Hi everyone,
I am currently the lead developer of Raylight, a ComfyUI extension that allows workflows to run in parallel using Ray. I am looking for advice about model state distribution.
The current issue is that lower end systems do not have enough RAM to store the full state_dict on every worker.
My system can be simplified as follows:
class RayWorker:
def __init__(distributed_config):
self.process_group = group_manager(distributed_config["sequence_parallel"])
dist.init_process_group("nccl", rank, world_size)
def load_model(model_path, fsdp_config):
self.model = load_safetensors(model_path)
self.model = shard_model(self.model)
def run_model(context, additional_config):
y = self.model(context)
A possible solution would be to initialize the model on the meta device and then distribute weights using DCP or a broadcast from rank 0.
However, some pipelines do not use FSDP. Because of the way ComfyUI selects models, it first reads the safetensors file to determine which model class to use. This means the model is loaded before meta initialization is possible. In pipelines that do not use FSDP, each worker ends up loading the full state_dict.
I experimented with DTensor replication and broadcasting, but the results were limited.
I recently looked at the implementation of RDT transport and found it interesting because of the potential benefits. However, I have several questions before attempting a refactor.

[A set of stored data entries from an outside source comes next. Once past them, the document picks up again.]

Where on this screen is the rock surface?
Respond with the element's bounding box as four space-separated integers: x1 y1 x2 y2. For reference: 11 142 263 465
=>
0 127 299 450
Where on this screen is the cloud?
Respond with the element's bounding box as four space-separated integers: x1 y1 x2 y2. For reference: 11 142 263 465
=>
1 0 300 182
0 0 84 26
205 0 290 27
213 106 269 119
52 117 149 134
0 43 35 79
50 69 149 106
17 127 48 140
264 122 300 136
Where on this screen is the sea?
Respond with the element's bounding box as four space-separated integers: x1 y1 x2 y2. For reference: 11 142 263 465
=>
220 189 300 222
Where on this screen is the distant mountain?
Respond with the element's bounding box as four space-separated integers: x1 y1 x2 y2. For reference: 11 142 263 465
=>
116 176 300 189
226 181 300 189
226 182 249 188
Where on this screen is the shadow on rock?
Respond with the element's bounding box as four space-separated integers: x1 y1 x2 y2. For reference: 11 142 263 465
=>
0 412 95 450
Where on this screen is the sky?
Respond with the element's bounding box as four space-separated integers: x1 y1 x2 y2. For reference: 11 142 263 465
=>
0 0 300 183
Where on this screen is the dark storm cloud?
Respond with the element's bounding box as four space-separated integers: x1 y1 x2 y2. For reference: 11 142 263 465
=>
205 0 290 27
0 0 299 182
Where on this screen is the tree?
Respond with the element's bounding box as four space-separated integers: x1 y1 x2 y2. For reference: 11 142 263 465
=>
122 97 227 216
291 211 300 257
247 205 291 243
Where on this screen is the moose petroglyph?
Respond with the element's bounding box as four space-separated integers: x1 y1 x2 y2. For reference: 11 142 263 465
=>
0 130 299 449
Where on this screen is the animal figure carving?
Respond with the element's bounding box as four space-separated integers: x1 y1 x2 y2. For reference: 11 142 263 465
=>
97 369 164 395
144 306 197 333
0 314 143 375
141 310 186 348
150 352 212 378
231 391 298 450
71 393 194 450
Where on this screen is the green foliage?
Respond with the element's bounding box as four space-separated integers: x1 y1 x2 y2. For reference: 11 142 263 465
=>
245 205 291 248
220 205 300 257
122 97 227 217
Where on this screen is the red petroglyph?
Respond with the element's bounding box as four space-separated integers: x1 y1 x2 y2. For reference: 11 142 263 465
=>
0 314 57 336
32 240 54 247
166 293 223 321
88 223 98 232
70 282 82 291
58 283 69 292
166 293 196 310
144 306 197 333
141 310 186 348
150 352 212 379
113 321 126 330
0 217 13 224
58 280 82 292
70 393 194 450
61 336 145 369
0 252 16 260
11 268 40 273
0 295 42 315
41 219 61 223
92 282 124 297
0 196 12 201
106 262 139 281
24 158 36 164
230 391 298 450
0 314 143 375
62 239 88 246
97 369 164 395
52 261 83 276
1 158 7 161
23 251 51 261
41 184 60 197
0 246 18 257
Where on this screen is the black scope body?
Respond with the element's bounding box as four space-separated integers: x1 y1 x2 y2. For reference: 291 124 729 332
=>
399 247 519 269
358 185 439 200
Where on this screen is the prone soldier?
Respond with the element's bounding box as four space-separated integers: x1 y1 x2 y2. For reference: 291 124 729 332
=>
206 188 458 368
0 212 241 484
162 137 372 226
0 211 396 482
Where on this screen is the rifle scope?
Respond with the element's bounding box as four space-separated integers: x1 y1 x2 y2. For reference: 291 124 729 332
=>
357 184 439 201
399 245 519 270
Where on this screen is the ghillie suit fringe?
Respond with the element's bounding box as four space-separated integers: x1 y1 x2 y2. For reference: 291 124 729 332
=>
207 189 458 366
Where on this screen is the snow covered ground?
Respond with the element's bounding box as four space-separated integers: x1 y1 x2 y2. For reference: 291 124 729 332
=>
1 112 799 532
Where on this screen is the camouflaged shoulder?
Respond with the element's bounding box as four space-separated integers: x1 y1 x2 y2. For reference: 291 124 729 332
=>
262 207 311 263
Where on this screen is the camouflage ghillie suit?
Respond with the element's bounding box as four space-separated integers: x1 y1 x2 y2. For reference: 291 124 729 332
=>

First, does using RDT with NCCL or NIXL require creating another process group, or does it manage its own internally? I am concerned about possible parallel degree collisions. For example:
RDT rank * SP rank * FSDP rank > world_size
Could this cause mismatches with the existing process group configuration?
Second, the documentation mentions that RDT only supports tensors. Since state_dict is a Python object containing tensors, does that mean I need to manually recurse through the state_dict and transfer each tensor individually?
Refactoring this part of the system will take significant time, so I want to make sure I understand the expected integration pattern before implementing it.
Any guidance would be appreciated. Thanks!